Tuesday, February 5, 2008

Communicating With Your Professors

What to ask when the assignment doesn’t speak for itself

By Travis Willmore

Say you have a paper due for class. Any class. You’ve read the assignment repeatedly, you’ve dissected the professor’s verbal instructions word by word, and you still wish you had a clearer picture of what’s expected. That’s when it pays to make use of your professor’s office hours. Instructors make it easy to do this—they mention right on the syllabus when they’re available, and they make it a point to be extra helpful to students who have the initiative to seek them out. Their services are also easily accessible by email or phone, generally listed on the syllabus as well.

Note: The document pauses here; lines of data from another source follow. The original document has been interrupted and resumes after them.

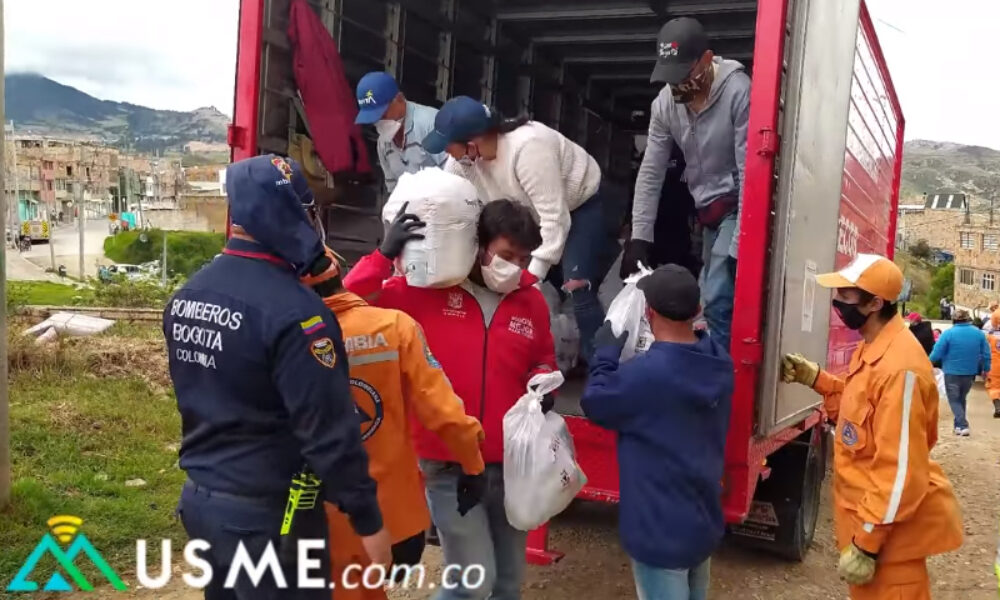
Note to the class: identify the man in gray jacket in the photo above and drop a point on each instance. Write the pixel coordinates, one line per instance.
(704, 110)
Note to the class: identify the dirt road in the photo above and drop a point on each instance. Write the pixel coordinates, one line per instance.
(595, 566)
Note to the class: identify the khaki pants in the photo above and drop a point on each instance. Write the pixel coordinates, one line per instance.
(346, 550)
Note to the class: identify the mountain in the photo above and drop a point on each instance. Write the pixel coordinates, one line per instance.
(42, 106)
(942, 167)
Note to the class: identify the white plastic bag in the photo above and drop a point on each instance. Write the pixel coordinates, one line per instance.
(566, 335)
(540, 473)
(628, 313)
(450, 207)
(939, 380)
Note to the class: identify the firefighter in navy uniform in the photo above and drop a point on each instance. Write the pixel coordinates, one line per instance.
(261, 378)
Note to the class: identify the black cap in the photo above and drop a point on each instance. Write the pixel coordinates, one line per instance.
(678, 47)
(672, 292)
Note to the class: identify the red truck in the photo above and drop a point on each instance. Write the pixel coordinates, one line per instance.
(823, 162)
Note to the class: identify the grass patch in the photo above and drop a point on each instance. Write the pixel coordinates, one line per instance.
(78, 434)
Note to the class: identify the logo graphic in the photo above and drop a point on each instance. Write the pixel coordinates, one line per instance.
(323, 351)
(427, 349)
(283, 167)
(368, 100)
(369, 404)
(65, 529)
(311, 326)
(668, 49)
(849, 435)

When is it best to take advantage of these services? Just about any time, especially if you need clarification on any of the following issues about your paper:

Should your paper prove a point or just convey information? If you’re writing about a controversial issue, should you simply present the various points the view or should you choose one and try to support it?

Should the paper make direct use of outside sources? Is there a best way to cite them? Different academic fields have different standards for this. Your instructor can tell you if there are citation standards specific to your field, and where to find guidelines on them.

Some professors give more specific directions on formatting than others. If they don’t indicate a preference for double- or single-spacing, this might be a good thing to ask about—so you know whether the four-page paper you’ve been assigned needs to be the length you thought, or twice as long. An instructor’s preferences on font sizes and page margins also play a big role in determining just how long that “four-page paper” actually has to be.